Envision Elkins requests action from city officials

The Inter-Mountain photo by Brad Johnson Mark Doak speaks to Elkins City Council on Thursday on behalf of Envision Elkins.

ELKINS — A local businessman addressed Elkins City Council Thursday evening representing other downtown business owners.

Mark Doak made a presentation on behalf of Envision Elkins during Thursday’s council meeting at Elkins City Hall.

Doak said Envision Elkins began meeting twice a month about two years ago. The group consists of downtown property owners, the majority of whom “reside outside Elkins city limits with no electoral voice in government,” he said. The group counts 34 property owners on its distribution list.

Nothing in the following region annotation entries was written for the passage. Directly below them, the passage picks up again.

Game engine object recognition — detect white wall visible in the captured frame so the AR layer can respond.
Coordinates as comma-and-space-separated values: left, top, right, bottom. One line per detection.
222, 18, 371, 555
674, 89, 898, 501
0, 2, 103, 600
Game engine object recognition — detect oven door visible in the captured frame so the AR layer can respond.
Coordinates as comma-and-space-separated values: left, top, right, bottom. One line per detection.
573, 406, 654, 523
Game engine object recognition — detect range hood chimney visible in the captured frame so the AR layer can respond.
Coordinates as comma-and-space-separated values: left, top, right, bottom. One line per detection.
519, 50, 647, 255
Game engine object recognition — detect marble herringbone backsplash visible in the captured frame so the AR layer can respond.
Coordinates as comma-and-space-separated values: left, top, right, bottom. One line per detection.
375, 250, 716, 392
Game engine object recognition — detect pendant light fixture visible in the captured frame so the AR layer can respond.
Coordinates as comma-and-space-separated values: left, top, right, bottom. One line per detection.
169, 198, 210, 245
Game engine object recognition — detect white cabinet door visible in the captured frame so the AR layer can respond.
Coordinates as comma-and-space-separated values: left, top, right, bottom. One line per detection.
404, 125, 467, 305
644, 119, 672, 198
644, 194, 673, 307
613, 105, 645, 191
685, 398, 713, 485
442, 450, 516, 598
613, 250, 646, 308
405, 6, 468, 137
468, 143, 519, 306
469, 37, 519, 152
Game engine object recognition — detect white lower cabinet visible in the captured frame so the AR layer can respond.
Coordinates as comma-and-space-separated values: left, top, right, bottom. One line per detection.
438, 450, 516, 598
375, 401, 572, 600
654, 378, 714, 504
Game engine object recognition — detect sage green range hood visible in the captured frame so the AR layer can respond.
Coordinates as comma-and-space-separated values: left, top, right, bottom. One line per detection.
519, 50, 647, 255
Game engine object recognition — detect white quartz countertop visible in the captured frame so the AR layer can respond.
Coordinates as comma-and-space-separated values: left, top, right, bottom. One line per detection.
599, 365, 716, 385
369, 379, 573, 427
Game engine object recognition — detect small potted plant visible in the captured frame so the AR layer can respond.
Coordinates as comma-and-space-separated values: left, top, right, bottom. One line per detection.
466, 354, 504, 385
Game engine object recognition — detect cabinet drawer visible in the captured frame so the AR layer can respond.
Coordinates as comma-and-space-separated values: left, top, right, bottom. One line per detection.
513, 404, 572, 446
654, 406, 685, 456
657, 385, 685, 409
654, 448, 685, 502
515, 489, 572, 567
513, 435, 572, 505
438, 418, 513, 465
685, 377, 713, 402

“Many individuals are investing in downtown Elkins,” Doak said. “We are currently preparing a ‘Spring Spruce Up’ listing, asking each property owner to make an improvement to their building in the spring of 2019.

“As with any investment, the property owners see opportunities along with challenges to their investment dollars,” he told council members.

On behalf of Envision Elkins, Doak listed four “actions the city could take to support and grow the private investment trend.”

First, Doak said city officials should work to grow the population of Elkins, which was listed at 7,350 in 2000, and at 7,050 in 2017. “Overall, we have been stuck at the same population for the past 17 years,” he said.

“The consensus of our group supports annexation,” Doak said. “… Those outside the city limits opposing annexation to avoid taxation, currently enjoy many of the Elkins benefits.”

Second, Envision Elkins supports the completion of Corridor H.

“Capitalizing on Corridor H will require utilities, other infrastructure and traffic planning,” Doak notes. “… it must be prioritized before meaningful decisions can be made in other areas.”

Third, Envision Elkins wants city officials to use the revenue from the new 1 percent sales tax to improve the town, not just pay bills and salaries.

“We appreciate and are excited about the city’s Strategic Plan, especially the areas of downtown beautification, improving the governmental process and city expansion and opportunities,” Doak said. “The 1 percent sales tax provides a funding source to implement the Strategic Plan.

“We believe the challenge to the city is to ensure the majority of the sales tax is not absorbed into normal city operations,” he said. “We would again respectively request the city provide an outline on how the sales tax will be used.”

In October, City Treasurer Tracy Judy explained that $184,833.12 accrued during the roughly two-month period since the July 1 implementation of the tax. She noted officials had only estimated in the city budget for $250,000 to be raised in the first full year. City officials have declined to earmark how the sales tax revenue will be spent.

The fourth point Doak made was about law enforcement.

“The city police are consistently mentioned at our meeting,” he told council. “Everyone appreciates Chief (Glenn) Galloway and the department he is building. We would like to have downtown police foot patrols. There is also the question of why Elkins is providing law enforcement in areas outside of city limits.”

Doak closed his presentation by stressing that Envision Elkins wants to work with city officials to create a “growing, vibrant Elkins.”

“There are many positives happening in and around Elkins,” Doak said. “We appreciate your efforts. Envision Elkins welcomes the opportunity to partner with you in making Elkins a better community.”

Doak also provided the council members and city officials present with packets containing supporting documentation.

No council members or city officials commented on Doak’s presentation during the meeting, but afterward, Mayor Van Broughton told The Inter-Mountain, “I thought Mark’s presentation was great. I really appreciate what he was saying and the way he presented it. We all have to work together.”